Rather than take the comment above on faith, we can run the shipped Python
reader on the exact file we just wrote and compare what it recovers to R's
`grouping_vector()`. This is what `inst/python/conformance.py` does; the chunk
below invokes it through R and only runs when a `python3` interpreter is
present, so the vignette still builds without Python.

```{r conformance, eval = nzchar(Sys.which("python3")) && requireNamespace("jsonlite", quietly = TRUE)}
script   <- system.file("python", "conformance.py", package = "splitGraph")
out_path <- tempfile(fileext = ".json")

# Run the Python reader on our JSON file; it writes back what it recovered.
status <- system2(
  "python3", c("-B", shQuote(script), shQuote(path), shQuote(out_path)),
  stdout = FALSE, stderr = FALSE
)

if (status == 0 && file.exists(out_path)) {
  recovered <- jsonlite::fromJSON(out_path)

  # Grouping recovered by Python:
  print(unlist(recovered$grouping))

  # Identical to the grouping R produced?
  r_grouping <- grouping_vector(constraint)
  cat("Python matches R exactly:",
      identical(unlist(recovered$grouping)[names(r_grouping)],
                r_grouping[names(r_grouping)]), "\n")
}
```

The same script also checks `order_rank`, and the package's test suite runs this
comparison as an automated conformance test (skipped when Python is absent, and
never on CRAN).
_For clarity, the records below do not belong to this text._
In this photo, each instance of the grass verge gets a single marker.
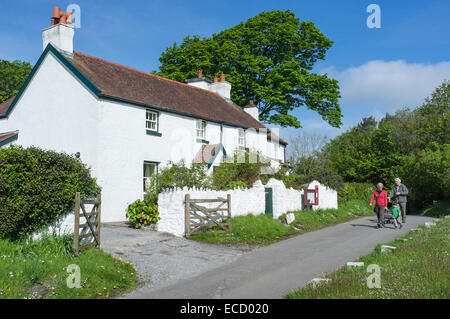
(38, 269)
(260, 230)
(263, 230)
(418, 268)
(312, 220)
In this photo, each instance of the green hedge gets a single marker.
(359, 191)
(38, 186)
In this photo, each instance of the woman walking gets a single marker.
(380, 197)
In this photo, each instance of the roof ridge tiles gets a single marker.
(144, 73)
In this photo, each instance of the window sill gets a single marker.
(199, 140)
(150, 132)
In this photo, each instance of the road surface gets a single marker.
(274, 270)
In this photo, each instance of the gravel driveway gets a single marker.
(161, 258)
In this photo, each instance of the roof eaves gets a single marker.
(66, 62)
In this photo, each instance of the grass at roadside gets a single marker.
(418, 268)
(263, 230)
(312, 220)
(38, 269)
(260, 230)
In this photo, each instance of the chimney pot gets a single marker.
(56, 11)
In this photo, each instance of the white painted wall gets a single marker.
(57, 112)
(243, 202)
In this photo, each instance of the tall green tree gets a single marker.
(12, 76)
(267, 59)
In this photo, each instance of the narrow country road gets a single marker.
(274, 270)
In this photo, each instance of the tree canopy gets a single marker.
(12, 76)
(267, 59)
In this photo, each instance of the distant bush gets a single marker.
(238, 184)
(142, 213)
(177, 175)
(38, 186)
(356, 191)
(245, 168)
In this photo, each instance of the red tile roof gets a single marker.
(5, 136)
(5, 105)
(132, 85)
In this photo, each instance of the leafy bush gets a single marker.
(142, 213)
(356, 191)
(309, 168)
(237, 184)
(38, 186)
(245, 168)
(177, 175)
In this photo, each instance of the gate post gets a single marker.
(187, 215)
(76, 228)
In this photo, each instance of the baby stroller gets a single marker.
(388, 216)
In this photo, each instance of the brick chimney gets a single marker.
(61, 33)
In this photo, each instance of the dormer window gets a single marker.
(201, 129)
(152, 122)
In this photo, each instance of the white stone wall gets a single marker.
(243, 202)
(171, 204)
(284, 199)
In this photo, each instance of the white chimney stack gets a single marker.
(60, 34)
(252, 110)
(223, 88)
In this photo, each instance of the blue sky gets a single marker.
(379, 70)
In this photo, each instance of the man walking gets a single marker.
(399, 192)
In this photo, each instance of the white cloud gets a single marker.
(386, 85)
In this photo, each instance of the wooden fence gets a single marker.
(90, 229)
(197, 216)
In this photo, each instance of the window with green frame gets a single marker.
(150, 168)
(152, 122)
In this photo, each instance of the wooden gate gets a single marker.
(90, 228)
(197, 216)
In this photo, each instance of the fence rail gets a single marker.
(90, 229)
(197, 216)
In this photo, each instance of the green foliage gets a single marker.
(261, 230)
(417, 269)
(268, 59)
(177, 175)
(40, 266)
(413, 145)
(12, 76)
(236, 184)
(428, 175)
(359, 191)
(142, 213)
(37, 186)
(244, 168)
(309, 168)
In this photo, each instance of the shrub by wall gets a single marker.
(358, 191)
(38, 186)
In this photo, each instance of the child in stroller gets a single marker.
(392, 214)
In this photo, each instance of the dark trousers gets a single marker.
(379, 210)
(403, 210)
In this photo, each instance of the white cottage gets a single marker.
(125, 123)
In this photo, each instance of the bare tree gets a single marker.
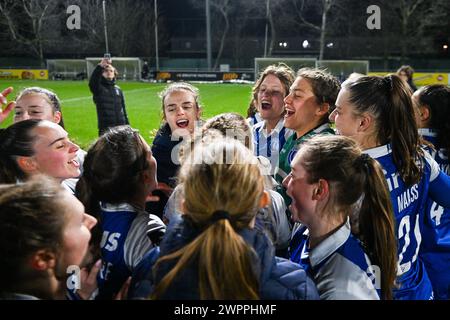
(323, 8)
(30, 23)
(405, 10)
(130, 27)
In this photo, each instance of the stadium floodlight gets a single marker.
(156, 35)
(106, 29)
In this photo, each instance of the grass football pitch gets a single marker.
(142, 103)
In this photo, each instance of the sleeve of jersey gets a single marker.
(439, 188)
(137, 243)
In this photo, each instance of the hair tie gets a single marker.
(364, 159)
(219, 215)
(387, 80)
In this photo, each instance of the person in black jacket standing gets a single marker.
(108, 97)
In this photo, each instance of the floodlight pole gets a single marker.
(156, 35)
(208, 34)
(267, 27)
(106, 29)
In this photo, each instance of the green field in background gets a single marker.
(142, 103)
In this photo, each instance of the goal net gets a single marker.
(294, 63)
(128, 68)
(343, 68)
(67, 69)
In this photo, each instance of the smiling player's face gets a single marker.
(181, 111)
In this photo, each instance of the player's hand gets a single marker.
(165, 188)
(123, 293)
(9, 106)
(88, 280)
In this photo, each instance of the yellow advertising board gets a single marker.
(23, 74)
(422, 78)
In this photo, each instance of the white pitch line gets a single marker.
(90, 97)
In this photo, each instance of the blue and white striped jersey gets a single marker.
(256, 118)
(408, 204)
(270, 144)
(339, 266)
(124, 243)
(435, 248)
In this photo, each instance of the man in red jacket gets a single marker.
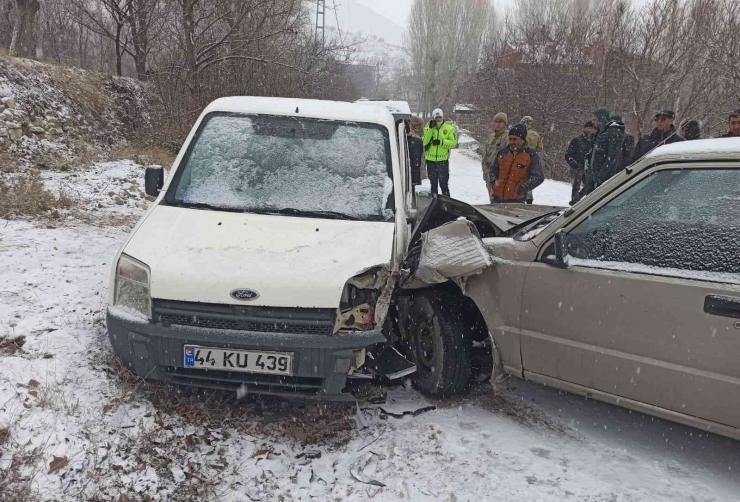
(516, 170)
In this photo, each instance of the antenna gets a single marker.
(320, 13)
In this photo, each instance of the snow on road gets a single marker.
(71, 430)
(467, 184)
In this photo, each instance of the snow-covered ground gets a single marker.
(73, 427)
(467, 184)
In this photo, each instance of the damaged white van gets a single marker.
(268, 260)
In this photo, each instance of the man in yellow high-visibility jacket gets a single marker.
(439, 138)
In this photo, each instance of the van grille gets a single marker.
(245, 318)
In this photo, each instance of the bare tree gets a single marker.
(24, 24)
(444, 41)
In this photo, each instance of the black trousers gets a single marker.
(439, 174)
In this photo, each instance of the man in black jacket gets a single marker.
(734, 131)
(578, 150)
(416, 152)
(606, 158)
(663, 134)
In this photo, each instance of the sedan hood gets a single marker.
(202, 256)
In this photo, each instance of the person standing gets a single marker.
(691, 130)
(534, 141)
(439, 138)
(734, 131)
(497, 140)
(516, 170)
(663, 134)
(578, 150)
(607, 153)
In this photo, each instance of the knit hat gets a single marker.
(519, 130)
(603, 115)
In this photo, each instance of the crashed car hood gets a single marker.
(492, 220)
(507, 216)
(202, 256)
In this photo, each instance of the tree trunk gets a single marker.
(119, 52)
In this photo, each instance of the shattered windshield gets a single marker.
(684, 219)
(288, 165)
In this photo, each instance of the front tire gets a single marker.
(439, 345)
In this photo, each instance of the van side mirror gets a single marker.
(153, 180)
(557, 253)
(412, 215)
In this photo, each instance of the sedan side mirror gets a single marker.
(557, 253)
(153, 180)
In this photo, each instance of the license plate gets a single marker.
(251, 361)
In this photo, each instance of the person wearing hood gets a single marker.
(534, 141)
(576, 155)
(734, 131)
(439, 138)
(516, 170)
(606, 157)
(497, 140)
(663, 134)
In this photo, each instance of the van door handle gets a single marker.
(725, 306)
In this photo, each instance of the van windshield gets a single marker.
(287, 165)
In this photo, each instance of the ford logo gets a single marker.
(245, 295)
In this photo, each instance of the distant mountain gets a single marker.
(356, 18)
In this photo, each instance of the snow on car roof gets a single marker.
(396, 107)
(316, 108)
(725, 148)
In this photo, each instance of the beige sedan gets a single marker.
(632, 296)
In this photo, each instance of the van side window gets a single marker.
(680, 219)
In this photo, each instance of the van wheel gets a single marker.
(439, 345)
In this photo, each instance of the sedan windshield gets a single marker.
(288, 165)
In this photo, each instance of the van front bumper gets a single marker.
(155, 351)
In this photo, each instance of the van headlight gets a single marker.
(132, 286)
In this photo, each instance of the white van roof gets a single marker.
(314, 108)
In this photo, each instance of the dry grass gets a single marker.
(8, 163)
(11, 345)
(86, 90)
(25, 195)
(145, 154)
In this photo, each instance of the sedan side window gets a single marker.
(673, 220)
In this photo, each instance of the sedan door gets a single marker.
(647, 308)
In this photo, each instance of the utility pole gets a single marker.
(320, 13)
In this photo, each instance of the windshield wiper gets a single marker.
(194, 205)
(310, 214)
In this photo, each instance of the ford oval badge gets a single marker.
(245, 295)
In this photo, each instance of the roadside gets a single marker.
(467, 185)
(74, 426)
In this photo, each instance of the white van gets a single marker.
(269, 258)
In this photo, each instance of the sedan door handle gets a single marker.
(725, 306)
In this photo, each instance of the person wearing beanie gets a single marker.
(516, 170)
(439, 138)
(576, 154)
(497, 140)
(628, 147)
(734, 131)
(664, 134)
(534, 141)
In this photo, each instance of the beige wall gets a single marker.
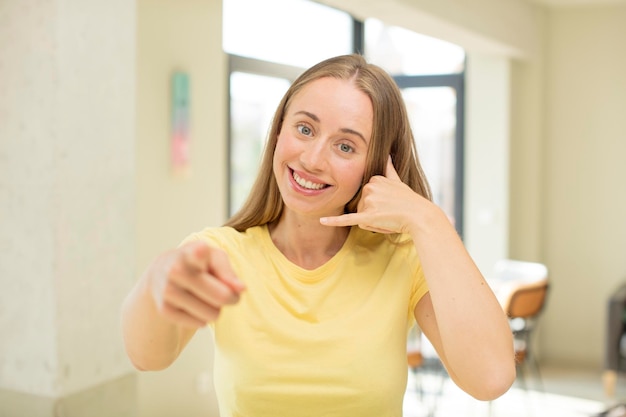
(584, 234)
(175, 35)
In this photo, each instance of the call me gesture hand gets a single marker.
(387, 205)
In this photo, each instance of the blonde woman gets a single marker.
(311, 287)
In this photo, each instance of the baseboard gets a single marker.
(115, 398)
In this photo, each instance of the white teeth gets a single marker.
(307, 184)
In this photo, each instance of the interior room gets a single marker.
(89, 196)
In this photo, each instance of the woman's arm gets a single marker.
(182, 290)
(460, 315)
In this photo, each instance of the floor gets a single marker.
(567, 392)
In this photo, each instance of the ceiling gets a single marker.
(575, 3)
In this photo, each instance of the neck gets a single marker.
(306, 242)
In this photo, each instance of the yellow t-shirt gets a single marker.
(326, 342)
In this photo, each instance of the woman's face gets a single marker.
(321, 150)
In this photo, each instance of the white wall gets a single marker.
(184, 36)
(487, 133)
(66, 192)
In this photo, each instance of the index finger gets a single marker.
(204, 258)
(390, 170)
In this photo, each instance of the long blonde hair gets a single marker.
(391, 135)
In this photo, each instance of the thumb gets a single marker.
(390, 171)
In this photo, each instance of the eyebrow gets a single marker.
(343, 129)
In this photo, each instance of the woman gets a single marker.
(311, 287)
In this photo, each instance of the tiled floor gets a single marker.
(567, 392)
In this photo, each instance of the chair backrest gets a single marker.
(527, 300)
(522, 287)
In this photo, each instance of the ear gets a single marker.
(390, 170)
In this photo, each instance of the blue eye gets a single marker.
(305, 130)
(345, 148)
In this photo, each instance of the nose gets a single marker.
(314, 156)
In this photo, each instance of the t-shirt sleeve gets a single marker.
(419, 286)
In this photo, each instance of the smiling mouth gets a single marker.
(306, 183)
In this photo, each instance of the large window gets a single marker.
(268, 50)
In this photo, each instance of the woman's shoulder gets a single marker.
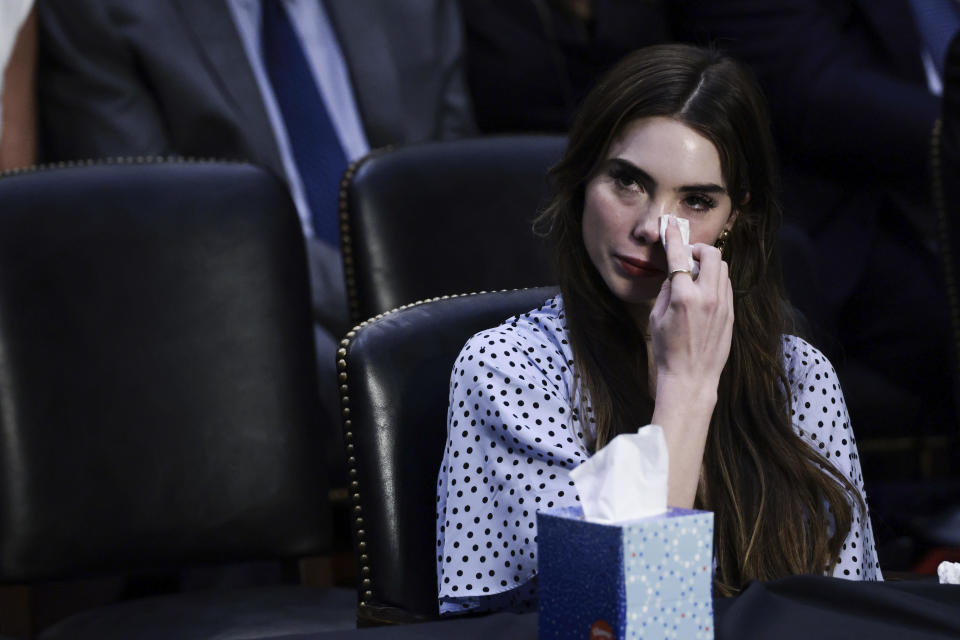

The point is that the partition is *decided once* in R and only
*reproduced* elsewhere — the two languages cannot disagree.

# Drive scikit-learn

The grouping vector plugs directly into `GroupKFold` (or
`StratifiedGroupKFold`), guaranteeing that all samples from a subject land in
the same fold:

```python
import numpy as np
from sklearn.model_selection import GroupKFold

groups = spec.groups()          # group_id per sample, in file order
X = np.zeros((len(groups), 1))  # placeholder design matrix

for train_idx, test_idx in GroupKFold(n_splits=3).split(X, groups=groups):
    train_groups = {groups[i] for i in train_idx}
    test_groups  = {groups[i] for i in test_idx}
    assert train_groups.isdisjoint(test_groups)  # no subject leaks across
```

For an ordered evaluation (a `mode = "time"` spec), sort by `order_rank` first
and use `TimeSeriesSplit`:

```python
from sklearn.model_selection import TimeSeriesSplit

order = spec.ordered_index()    # row indices sorted by order_rank
df_ordered = spec.to_frame().iloc[order].reset_index(drop=True)

for train_idx, test_idx in TimeSeriesSplit(n_splits=3).split(df_ordered):
    ...
```

# Why this matters

The leakage-aware partition is decided *once*, in R, from explicit and validated
dependency structure — and every other language merely *reproduces* it from the
`split_spec`. Nothing about the split logic is re-implemented in Python, so the
two sides cannot drift. `split_spec` is the contract; scikit-learn (here) and
`rsample` (on the R side) are just interchangeable consumers of it. That is what
makes it an interchange format rather than internal plumbing for any one tool.